Two major accidents in the past month have highlighted the need for both pedestrians and drivers to be more aware of each other.
Carson Sheriff Kenny Furlong said Michael Shields was killed Nov. 11 when he was struck by a motorcycle crossing Stewart Street at Telegraph Street. The motorcyclist was taken to Renown Hospital in critical condition.
Then just this past Tuesday, Augustine Medina-Naranjo was seriously injured while crossing north Carson Street at Adams Street.
And Furlong said those are far from the only pedestrian accidents the capital has seen recently. He said there have been numerous accidents where some one was less seriously injured or escaped injury including his own grandson who was hit while on his bicycle.
He said the problem is nothing new, that two pedestrians also were killed in the past 18 months crossing Highway 50 East.

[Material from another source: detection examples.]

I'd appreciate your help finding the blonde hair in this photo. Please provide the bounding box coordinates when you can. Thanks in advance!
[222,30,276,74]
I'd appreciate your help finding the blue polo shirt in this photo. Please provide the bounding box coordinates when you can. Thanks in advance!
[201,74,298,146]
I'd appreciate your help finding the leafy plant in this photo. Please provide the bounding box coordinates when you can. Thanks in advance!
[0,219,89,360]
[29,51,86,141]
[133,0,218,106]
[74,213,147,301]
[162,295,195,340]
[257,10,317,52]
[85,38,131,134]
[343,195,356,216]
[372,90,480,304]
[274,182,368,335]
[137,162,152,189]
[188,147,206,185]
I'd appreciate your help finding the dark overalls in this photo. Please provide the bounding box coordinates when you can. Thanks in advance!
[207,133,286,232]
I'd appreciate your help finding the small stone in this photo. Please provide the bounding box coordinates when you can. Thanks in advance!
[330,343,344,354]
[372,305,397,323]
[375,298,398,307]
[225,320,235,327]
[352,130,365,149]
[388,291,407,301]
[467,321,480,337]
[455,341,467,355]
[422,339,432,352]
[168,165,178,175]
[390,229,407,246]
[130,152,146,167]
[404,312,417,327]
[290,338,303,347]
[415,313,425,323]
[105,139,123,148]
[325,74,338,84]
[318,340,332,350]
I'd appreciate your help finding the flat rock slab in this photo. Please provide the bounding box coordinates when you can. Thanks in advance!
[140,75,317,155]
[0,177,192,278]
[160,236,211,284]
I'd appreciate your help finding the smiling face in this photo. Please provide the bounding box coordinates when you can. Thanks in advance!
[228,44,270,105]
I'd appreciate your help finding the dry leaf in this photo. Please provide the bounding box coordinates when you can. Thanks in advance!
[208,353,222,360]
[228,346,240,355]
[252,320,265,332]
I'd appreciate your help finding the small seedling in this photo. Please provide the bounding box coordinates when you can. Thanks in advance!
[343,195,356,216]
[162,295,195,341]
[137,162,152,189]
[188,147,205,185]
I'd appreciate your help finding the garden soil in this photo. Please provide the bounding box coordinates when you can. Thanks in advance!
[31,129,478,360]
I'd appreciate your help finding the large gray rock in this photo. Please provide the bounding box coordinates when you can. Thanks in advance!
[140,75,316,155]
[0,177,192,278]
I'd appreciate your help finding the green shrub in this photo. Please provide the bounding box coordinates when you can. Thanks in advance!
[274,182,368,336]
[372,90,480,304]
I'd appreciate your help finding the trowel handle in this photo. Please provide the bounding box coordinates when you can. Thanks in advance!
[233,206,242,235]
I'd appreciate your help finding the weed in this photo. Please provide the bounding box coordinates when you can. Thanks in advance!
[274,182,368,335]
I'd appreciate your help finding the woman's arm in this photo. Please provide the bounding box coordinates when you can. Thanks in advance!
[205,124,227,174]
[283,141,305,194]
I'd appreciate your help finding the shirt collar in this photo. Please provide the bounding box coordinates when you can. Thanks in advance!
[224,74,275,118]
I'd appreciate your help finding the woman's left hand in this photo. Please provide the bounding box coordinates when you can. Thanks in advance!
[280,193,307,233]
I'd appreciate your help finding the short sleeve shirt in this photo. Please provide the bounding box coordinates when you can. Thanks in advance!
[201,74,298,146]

In those two cases, he said, they were crossing the highway at night and not in a crosswalk.
Furlong said the problem seems to be getting worse in the capital.
“I don’t find maliciousness in these drivers,” he said.
He said pedestrians are difficult to see whether it’s in lit areas like Adams Street or dark areas like Stewart.
“Both were in very light traffic and when we have that, drivers tend not to pay as good attention,” he said. “The pedestrian feels safer because there’s not that much traffic and the drivers are on autopilot.”
He said the situation becomes more challenging this time of year when sunset arrives much earlier in the evening. In addition, for many young people, fashion means a dark gray or black coat that’s even harder to see at night.
The situation also has the Nevada Highway Patrol concerned.
“It seems like pedestrians now have gotten kind of used to assuming drivers see them and assuming the driver is going to stop because they are in a crosswalk,” said Trooper Dave Gibson, NHP Public Information Officer.
Many of these accidents happen on four-lane roads like Carson Street where the vehicle in the lane nearest you stops but the vehicle in the right hand lane doesn’t know you’re even there.
Both Gibson and Furlong said avoiding the accidents is a shared responsibility, not just that of the driver.
For the pedestrian, they said the key is making certain the driver knows you are there before stepping off the curb.
“Don’t step out into the road especially in daylight until you’ve made eye contact with the driver of the car and know he’s seen you,” Gibson said.
“If the driver isn’t looking at you, you’re in danger,” said Furlong.
Gibson said there have been some accidents in the Reno area where the victims were crossing in the middle of a block at night — two in the past few months.
“We’ve had a very difficult month,” said Furlong. “Everybody needs to watch out and, yes, we have told officers to increase their enforcement.”
Gibson said NHP too is focusing more attention on enforcement.
But he said it’s most important for the pedestrian even though he or she may think they have the right-of-ways because, “Every time you have a car hit a person, the person is going to lose.”